L’humour pas net des cagoulés du net
Emmanuel Macron a lancé un grand débat sur les menaces d’internet et l’impact des réseaux sociaux sur la démocratie. Alors que se profilent à l’horizon les deux scrutins pivots de notre république (municipales puis présidentielle), de récentes élections dans d’ex-pays de l’Est ont mis en évidence de gigantesques manipulations, via le net, qui ont modifié le sort des urnes. En quelques semaines, certains partis ont décuplé leur audience.
Mais c’est une autre affaire Macron qui a défrayé la chronique cette semaine avec le procès intenté à des internautes, accusés de harceler l’épouse du Président depuis des années au motif qu’elle serait en réalité un homme, en l’accusant même de pédophilie. Y compris de l’autre côté de l’Atlantique où la même rumeur a fait la notoriété et la fortune d’une influenceuse fan de Trump.
Ah bon, c’est de l’humour ?
On s’attendait à voir les accusés arriver tête basse, à ce procès de l’indignité humaine, mais certains d’entre eux sont arrivés au contraire, très bravaches, en inversant les rôles, se muant en victimes d’un système qui veut faire taire « l’humour, la liberté d’expression et l’esprit Charlie ». Telle la « médium » Delphine Jégousse, alias Amandine Roy sur internet (notre photo) puisque chacun agit bien planqué derrière un pseudo.

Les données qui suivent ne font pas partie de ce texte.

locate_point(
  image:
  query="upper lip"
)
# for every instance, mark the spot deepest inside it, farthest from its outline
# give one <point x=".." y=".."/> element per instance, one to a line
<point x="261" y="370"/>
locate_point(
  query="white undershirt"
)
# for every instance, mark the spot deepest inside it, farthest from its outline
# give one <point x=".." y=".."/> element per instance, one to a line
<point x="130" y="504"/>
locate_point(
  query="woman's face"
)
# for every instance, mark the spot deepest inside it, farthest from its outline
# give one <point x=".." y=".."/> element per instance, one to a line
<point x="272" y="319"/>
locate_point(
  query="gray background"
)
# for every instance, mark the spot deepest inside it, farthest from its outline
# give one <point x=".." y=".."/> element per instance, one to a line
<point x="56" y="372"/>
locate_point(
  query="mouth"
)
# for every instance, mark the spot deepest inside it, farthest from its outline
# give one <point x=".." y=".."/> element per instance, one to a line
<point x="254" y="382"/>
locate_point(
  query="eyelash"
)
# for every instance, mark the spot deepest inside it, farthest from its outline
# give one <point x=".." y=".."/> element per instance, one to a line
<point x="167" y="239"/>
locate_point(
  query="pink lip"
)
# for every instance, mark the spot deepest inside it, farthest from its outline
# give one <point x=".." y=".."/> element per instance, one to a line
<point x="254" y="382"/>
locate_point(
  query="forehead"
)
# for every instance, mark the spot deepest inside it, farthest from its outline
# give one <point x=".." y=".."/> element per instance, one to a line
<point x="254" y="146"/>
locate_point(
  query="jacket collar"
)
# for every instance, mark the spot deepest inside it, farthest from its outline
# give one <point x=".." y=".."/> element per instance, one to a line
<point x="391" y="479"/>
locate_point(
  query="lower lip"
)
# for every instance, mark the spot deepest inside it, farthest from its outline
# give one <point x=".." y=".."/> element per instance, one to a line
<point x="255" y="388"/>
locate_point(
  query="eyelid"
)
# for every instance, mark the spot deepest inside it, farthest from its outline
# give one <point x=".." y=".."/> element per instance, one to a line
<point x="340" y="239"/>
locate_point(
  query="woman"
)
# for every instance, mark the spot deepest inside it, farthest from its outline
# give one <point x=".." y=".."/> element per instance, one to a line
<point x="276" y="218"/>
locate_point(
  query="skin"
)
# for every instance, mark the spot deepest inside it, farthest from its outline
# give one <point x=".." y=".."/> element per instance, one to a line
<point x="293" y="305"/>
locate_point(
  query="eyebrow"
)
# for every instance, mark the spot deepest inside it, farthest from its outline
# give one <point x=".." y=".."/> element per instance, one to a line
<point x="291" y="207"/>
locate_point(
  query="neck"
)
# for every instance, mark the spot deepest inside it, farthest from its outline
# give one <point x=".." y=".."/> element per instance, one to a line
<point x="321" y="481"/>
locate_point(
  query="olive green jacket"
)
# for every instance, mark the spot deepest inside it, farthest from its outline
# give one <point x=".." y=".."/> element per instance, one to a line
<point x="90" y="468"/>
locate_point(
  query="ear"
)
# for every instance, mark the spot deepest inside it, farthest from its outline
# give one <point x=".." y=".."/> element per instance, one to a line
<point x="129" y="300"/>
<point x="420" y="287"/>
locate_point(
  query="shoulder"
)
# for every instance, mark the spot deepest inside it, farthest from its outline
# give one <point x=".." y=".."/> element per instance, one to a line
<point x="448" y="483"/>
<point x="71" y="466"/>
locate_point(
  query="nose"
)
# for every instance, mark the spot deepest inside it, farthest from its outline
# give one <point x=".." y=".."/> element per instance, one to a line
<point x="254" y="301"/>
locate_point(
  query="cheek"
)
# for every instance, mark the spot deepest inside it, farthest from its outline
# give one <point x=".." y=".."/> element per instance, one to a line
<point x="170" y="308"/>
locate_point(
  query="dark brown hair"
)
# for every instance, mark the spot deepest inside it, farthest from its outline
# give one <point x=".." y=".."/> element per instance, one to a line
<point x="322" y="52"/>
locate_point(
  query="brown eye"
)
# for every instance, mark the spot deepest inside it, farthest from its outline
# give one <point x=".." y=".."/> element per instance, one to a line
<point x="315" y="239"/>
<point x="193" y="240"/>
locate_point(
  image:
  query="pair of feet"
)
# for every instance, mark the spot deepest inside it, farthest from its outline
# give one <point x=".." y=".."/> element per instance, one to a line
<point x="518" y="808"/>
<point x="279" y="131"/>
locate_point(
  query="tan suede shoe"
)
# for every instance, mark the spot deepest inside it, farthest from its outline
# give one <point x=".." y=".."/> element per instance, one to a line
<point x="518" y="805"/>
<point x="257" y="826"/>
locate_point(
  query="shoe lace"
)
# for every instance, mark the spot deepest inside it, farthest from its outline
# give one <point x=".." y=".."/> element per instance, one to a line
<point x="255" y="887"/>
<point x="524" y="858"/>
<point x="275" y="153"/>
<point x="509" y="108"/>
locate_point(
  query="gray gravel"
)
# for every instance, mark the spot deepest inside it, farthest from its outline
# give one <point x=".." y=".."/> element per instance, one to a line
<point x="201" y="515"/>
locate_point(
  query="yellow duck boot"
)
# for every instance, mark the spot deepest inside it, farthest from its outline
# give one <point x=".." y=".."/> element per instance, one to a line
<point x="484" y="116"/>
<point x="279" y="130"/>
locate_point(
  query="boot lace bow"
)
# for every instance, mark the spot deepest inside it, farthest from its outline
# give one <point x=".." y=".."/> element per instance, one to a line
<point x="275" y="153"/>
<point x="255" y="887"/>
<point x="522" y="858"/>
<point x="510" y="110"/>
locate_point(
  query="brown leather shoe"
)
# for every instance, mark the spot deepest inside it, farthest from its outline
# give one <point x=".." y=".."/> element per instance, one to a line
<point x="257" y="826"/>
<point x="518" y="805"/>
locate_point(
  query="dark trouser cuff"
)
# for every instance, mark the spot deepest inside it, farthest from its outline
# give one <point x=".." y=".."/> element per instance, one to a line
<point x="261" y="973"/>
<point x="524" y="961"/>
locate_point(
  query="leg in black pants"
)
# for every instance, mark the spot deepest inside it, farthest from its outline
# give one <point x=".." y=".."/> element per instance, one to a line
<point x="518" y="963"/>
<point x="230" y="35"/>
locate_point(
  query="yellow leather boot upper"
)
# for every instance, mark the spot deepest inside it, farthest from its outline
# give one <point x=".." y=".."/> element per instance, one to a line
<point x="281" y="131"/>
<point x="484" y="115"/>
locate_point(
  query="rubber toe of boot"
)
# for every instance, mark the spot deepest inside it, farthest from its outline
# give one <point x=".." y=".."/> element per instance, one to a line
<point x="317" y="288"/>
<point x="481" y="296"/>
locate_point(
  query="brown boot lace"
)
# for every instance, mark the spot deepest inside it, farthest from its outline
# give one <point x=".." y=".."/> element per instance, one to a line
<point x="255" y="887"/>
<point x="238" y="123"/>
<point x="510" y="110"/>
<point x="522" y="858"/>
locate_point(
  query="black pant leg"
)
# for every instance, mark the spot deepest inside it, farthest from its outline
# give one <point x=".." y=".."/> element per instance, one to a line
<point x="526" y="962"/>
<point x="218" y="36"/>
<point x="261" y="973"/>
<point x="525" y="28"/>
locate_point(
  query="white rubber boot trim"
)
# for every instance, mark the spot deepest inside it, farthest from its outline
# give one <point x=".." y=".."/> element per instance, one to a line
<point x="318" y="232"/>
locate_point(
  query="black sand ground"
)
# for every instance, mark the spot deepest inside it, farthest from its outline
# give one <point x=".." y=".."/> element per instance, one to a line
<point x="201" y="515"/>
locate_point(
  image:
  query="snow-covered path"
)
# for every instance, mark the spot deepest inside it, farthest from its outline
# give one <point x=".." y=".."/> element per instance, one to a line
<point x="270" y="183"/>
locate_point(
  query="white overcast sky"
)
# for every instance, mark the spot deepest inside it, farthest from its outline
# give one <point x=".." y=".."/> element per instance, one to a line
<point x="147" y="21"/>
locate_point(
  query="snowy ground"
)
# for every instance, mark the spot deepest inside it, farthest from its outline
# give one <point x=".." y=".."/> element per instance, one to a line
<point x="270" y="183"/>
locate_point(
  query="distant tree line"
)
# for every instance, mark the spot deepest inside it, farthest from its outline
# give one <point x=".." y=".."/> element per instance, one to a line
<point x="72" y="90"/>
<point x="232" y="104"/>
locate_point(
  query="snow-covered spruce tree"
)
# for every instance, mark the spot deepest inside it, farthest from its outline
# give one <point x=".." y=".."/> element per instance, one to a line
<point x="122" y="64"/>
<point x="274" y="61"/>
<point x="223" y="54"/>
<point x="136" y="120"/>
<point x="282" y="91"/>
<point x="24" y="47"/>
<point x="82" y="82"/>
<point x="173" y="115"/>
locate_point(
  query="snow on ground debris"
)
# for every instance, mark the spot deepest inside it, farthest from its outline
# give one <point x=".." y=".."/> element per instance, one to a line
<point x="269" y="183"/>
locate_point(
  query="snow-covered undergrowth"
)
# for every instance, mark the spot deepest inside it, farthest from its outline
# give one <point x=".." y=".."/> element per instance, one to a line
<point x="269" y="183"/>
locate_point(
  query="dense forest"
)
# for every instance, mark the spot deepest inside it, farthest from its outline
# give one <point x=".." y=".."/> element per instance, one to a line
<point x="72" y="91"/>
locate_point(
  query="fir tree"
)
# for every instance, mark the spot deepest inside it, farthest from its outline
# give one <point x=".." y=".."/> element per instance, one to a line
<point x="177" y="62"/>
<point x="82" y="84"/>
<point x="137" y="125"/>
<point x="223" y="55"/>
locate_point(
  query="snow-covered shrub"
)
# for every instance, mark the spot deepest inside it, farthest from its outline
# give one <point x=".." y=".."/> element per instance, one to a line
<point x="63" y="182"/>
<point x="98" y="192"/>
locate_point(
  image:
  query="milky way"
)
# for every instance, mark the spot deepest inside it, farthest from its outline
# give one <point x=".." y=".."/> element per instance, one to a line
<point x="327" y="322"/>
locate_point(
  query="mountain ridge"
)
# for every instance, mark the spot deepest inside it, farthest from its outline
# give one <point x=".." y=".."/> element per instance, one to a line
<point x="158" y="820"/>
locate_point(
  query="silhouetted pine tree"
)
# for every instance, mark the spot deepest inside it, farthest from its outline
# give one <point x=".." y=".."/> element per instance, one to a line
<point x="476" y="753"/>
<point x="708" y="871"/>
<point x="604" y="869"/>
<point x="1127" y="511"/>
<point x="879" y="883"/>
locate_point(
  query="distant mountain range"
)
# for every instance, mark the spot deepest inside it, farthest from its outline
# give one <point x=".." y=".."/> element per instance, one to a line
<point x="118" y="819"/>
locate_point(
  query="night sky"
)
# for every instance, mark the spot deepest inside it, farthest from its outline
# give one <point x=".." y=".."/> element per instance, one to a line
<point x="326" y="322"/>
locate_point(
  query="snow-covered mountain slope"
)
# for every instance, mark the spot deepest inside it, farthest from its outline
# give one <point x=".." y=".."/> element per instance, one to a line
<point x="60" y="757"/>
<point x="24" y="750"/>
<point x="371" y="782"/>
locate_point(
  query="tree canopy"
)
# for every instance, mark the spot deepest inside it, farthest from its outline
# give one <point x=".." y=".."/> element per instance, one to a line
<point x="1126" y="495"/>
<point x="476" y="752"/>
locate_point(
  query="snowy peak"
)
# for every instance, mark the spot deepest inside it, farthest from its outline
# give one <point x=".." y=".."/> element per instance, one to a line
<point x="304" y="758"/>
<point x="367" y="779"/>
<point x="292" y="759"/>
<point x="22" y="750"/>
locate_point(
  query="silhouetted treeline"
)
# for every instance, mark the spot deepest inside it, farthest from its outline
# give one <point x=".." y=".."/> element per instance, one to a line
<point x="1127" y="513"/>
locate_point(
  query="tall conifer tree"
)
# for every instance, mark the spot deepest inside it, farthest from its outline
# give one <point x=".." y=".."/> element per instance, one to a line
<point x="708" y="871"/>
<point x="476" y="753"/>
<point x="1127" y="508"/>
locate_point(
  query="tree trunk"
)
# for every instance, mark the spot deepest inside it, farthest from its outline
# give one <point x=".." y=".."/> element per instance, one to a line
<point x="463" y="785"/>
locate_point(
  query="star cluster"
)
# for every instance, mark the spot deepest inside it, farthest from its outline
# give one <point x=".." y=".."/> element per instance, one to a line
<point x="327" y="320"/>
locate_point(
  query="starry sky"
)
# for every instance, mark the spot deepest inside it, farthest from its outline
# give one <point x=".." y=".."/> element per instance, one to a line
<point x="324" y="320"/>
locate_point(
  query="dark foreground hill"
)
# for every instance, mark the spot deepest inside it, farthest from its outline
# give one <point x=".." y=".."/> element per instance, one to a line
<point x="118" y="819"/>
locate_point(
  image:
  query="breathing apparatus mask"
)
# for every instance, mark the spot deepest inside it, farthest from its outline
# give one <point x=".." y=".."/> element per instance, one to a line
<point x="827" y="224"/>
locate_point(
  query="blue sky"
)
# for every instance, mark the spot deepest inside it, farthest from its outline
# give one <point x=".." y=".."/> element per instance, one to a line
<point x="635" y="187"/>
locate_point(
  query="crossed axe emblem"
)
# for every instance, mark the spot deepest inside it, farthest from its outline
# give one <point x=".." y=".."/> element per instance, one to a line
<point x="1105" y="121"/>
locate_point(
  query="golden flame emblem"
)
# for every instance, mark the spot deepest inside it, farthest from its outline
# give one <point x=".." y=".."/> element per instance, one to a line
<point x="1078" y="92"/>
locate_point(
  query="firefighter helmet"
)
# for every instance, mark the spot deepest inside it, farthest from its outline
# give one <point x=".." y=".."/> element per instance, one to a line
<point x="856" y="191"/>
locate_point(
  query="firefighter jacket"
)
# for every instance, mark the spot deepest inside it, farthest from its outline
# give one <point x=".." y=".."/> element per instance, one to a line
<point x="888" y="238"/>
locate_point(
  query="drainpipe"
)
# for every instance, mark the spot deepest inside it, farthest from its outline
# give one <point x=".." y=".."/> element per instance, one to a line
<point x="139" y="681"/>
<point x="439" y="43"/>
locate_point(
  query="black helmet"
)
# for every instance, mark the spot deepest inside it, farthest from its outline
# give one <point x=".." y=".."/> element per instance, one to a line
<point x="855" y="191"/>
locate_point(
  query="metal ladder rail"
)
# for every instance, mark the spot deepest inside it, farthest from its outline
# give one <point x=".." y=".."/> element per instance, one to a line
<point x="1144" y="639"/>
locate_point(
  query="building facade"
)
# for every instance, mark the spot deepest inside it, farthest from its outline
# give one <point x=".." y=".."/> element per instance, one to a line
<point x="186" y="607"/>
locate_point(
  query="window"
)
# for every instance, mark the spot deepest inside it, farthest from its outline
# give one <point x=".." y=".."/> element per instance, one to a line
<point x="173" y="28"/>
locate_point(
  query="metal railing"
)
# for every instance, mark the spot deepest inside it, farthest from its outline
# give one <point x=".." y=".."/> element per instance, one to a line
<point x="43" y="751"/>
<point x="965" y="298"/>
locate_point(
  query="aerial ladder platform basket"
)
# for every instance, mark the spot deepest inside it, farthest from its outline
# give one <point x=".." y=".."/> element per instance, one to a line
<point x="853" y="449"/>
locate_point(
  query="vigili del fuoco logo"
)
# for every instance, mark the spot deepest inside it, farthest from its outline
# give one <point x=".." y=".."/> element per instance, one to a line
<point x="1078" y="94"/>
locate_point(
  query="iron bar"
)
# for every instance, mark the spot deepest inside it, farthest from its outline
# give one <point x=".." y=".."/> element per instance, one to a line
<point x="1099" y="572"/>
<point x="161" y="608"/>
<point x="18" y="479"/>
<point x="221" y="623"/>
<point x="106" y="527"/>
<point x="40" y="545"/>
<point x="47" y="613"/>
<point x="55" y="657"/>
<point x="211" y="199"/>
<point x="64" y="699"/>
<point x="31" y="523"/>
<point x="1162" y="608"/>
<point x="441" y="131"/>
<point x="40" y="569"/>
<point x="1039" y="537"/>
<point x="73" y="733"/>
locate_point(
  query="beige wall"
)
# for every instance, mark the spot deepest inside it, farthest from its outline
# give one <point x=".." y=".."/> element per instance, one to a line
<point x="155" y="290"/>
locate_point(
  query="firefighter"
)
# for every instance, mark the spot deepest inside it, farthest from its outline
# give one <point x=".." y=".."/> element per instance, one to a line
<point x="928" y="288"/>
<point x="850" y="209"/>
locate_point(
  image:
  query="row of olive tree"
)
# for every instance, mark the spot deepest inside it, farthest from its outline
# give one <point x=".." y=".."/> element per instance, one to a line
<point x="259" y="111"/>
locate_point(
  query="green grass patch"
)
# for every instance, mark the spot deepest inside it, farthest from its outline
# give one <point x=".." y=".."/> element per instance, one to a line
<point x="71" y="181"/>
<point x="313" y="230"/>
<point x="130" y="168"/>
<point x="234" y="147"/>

De l’humour, ça ? Presqu’une insulte à Coluche et Desproges que de vouloir faire passer pour de l’humour le lynchage d’un personne, qu’elle soit épouse de président ou simple inconnue. L’humour ne se nourrit pas de sarcasmes, de ricanement et de sadisme, il suppose certains traits d’esprit et une capacité à se moquer de soi-même. De l’esprit dans cette chasse en meute contre une femme ? Car c’est bien d’un phénomène de meutes qu’il s’agit ici tant il est vrai, comme disait Brassens, que dès qu’on est plus de quatre, on devient une bande de cons. Et là, on tient d’authentiques spécimens.
L’américanisation du net
Qu’ils essaient de faire passer leur sadisme pour de l’humour, c’est déjà très gonflé. Mais qu’ils s’érigent en défenseur de la liberté d’expression, là, c’est le pompon. C’est une insulte à tous ceux qui se sont battus pour cette liberté que de faire croire qu’il y a, dans leur comportement de cagoulés du net, une bataille pour faire progresser la liberté de parole. Foutaises ! Il faut y voir plutôt une véritable américanisation du net puisqu’aux Etats-Unis, effectivement, la liberté d’expression est pratiquement sans limites Mais ce n’est pas le cas chez nous. La loi et les coutumes françaises ont érigé des barrières et des garde-fous contre les excès en tout genre, contre une parole qui ne s’imposerait aucun interdit.
Et nos ados, juste pour rire ?
On espère que les juges, dont a pu jauger la sévérité ces derniers temps, sauront aussi se montrer aussi intraitables contre ces délinquants du net qui font de leur ordinateur ou leur smartphone, une arme par destination. Car internet peut tuer, comme on a pu hélas le déplorer dans des affaires concernant des enfants, préférant se donner la mort plutôt que de supporter le harcèlement constant de leurs condisciples.
Si les juges se montrent cléments, en considérant que ce type de comportement relève de l’humour bien français et de la liberté de parole, alors les ados harceleurs pourront eux aussi, en toute légitimité, dire que s’ils ont harcelé un de leur camarade jusqu’à l’issue fatale, c’était juste de l’humour, juste pour rire. Et à défaut de l’esprit Charlie, que ce n’était que de l’esprit potache et de la liberté de parole.